Hugby cried when Glenlivat apologized; if the young nobleman had kicked him round the court, I believe the tutor would have been happy, so that an apology and a reconciliation might subsequently ensue. ‘My lord,’ said he, ‘in your conduct on this and all other occasions, you have acted as becomes a gentleman; you have been an honour to the University, as you will be to the peerage, I am sure, when the amiable vivacity of youth is calmed down, and you are called upon to take your proper share in the government of the nation.’ And when his lordship took leave of the University, Hugby presented him with a copy of his ‘Sermons to a Nobleman’s Family’ (Hugby was once private tutor to the Sons of the Earl of Muffborough), which Glenlivat presented in return to Mr. William Ramm, known to the fancy as the Tutbury Pet, and the sermons now figure on the boudoir-table of Mrs. Ramm, behind the bar of her house of entertainment, ‘The Game Cock and Spurs,’ near Woodstock, Oxon.
At the beginning of the long vacation, Hugby comes to town, and puts up in handsome lodgings near St. James’s Square; rides in the Park in the afternoon; and is delighted to read his name in the morning papers among the list of persons present at Muffborough House, and the Marquis of Farintosh’s evening-parties. He is a member of Sydney Scraper’s Club, where, however, he drinks his pint of claret.

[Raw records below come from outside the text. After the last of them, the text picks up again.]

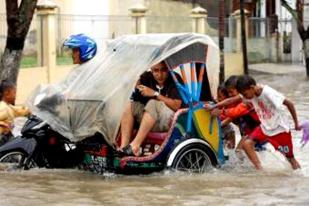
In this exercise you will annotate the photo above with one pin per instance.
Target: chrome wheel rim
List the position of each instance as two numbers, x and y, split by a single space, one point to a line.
194 161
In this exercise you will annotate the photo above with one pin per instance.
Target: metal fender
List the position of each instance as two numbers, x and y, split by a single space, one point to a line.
182 145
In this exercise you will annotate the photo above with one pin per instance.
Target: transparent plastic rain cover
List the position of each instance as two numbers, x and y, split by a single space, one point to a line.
93 96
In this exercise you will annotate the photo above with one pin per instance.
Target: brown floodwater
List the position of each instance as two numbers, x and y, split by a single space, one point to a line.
236 183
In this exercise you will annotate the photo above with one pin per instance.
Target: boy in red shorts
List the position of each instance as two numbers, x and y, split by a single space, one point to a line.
274 128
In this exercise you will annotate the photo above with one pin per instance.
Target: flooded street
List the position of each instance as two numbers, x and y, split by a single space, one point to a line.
234 184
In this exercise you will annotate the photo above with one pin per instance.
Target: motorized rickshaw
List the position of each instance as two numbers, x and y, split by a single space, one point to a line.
89 104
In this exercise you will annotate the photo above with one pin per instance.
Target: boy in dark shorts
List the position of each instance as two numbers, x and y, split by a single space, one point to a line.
274 128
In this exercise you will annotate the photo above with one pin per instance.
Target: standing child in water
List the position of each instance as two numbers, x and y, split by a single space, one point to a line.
274 128
228 132
8 110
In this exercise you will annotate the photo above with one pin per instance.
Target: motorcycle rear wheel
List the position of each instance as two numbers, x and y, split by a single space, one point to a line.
15 160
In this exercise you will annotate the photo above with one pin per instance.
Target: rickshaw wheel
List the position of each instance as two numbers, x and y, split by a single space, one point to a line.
15 160
194 158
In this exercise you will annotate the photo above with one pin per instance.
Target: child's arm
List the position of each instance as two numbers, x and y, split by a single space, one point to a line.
224 103
20 110
292 110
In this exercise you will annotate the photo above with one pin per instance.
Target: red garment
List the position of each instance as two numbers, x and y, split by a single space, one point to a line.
237 111
281 141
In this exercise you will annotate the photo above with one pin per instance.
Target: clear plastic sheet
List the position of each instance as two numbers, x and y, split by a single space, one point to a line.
93 96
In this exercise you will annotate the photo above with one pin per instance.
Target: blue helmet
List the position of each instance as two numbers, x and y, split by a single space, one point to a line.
87 46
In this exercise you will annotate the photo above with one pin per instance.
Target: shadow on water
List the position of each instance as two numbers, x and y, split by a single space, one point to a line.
236 183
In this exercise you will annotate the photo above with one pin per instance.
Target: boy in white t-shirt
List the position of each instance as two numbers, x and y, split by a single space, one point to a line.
269 105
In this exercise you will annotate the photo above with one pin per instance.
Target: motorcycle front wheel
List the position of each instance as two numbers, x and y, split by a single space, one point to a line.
15 160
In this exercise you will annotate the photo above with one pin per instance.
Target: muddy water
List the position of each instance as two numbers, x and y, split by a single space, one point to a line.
235 183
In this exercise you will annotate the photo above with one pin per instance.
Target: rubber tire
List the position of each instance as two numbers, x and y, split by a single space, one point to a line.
7 153
198 147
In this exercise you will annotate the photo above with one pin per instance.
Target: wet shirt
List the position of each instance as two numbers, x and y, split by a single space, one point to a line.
270 109
169 90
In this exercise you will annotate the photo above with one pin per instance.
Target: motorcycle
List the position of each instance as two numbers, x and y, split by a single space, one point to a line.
40 146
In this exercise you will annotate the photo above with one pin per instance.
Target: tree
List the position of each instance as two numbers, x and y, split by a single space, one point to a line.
297 14
19 14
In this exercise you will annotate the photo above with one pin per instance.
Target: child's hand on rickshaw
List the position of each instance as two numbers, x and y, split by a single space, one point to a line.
209 106
145 91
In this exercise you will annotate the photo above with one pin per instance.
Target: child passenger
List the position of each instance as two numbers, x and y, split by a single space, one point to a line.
8 110
274 128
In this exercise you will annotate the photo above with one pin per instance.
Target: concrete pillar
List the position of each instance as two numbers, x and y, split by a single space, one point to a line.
236 16
46 11
199 20
138 13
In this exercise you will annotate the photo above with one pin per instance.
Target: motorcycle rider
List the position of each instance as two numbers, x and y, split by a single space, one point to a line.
83 48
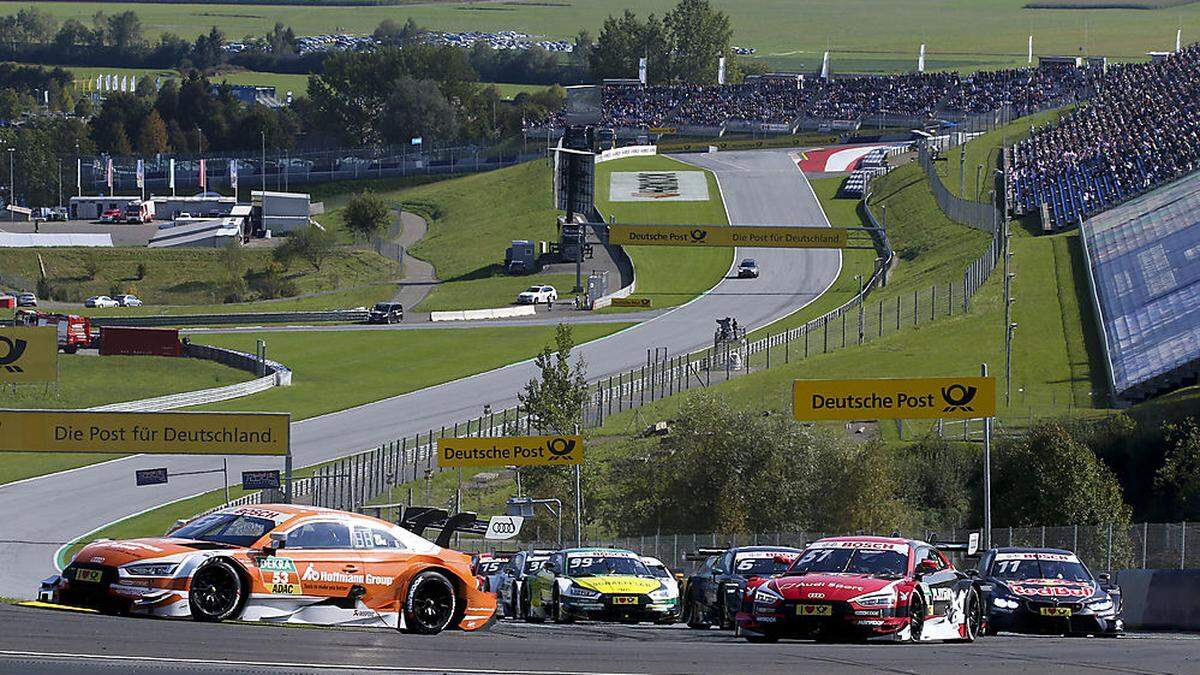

Sometimes you may see him on Sundays, at the hour when tavern doors open, whence issue little girls with great jugs of porter; when charity-boys walk the streets, bearing brown dishes of smoking shoulders of mutton and baked ‘taturs; when Sheeny and Moses are seen smoking their pipes before their lazy shutters in Seven Dials; when a crowd of smiling persons in clean outlandish dresses, in monstrous bonnets and flaring printed gowns, or in crumpled glossy coats and silks that bear the creases of the drawers where they have lain all the week, file down High Street — sometimes, I say, you may see Hugby coming out of the Church of St. Giles-inthe-Fields, with a stout gentlewoman leaning on his arm, whose old face bears an expression of supreme pride and happiness as she glances round at all the neighbours, and who faces the curate himself and marches into Holborn, where she pulls the bell of a house over which is inscribed, ‘Hugby, Haberdasher.’ It is the mother of the Rev. F. Hugby, as proud of her son in his white choker as Cornelia of her jewels at Rome. That is old Hugby bringing up the rear with the Prayer-books, and Betsy Hugby the old maid, his daughter — old Hugby, Haberdasher and Church-warden.
In the front room upstairs, where the dinner is laid out, there is a picture of Muffborough Castle; of the Earl of Muffborough, K.X., Lord-Lieutenant for Diddlesex; an engraving, from an almanac, of Saint Boniface College, Oxon; and a sticking-plaster portrait of Hugby when young, in a cap and gown. A copy of his ‘Sermons to a Nobleman’s Family’ is on the bookshelf, by the ‘Whole Duty of Man,’ the Reports of the Missionary Societies, and the ‘Oxford University Calendar.’ Old Hugby knows part of this by heart; every living belonging to Saint Boniface, and the name of every tutor, fellow, nobleman, and undergraduate.
He used to go to meeting and preach himself, until his son took orders; but of late the old gentleman has been accused of Puseyism, and is quite pitiless against the Dissenters.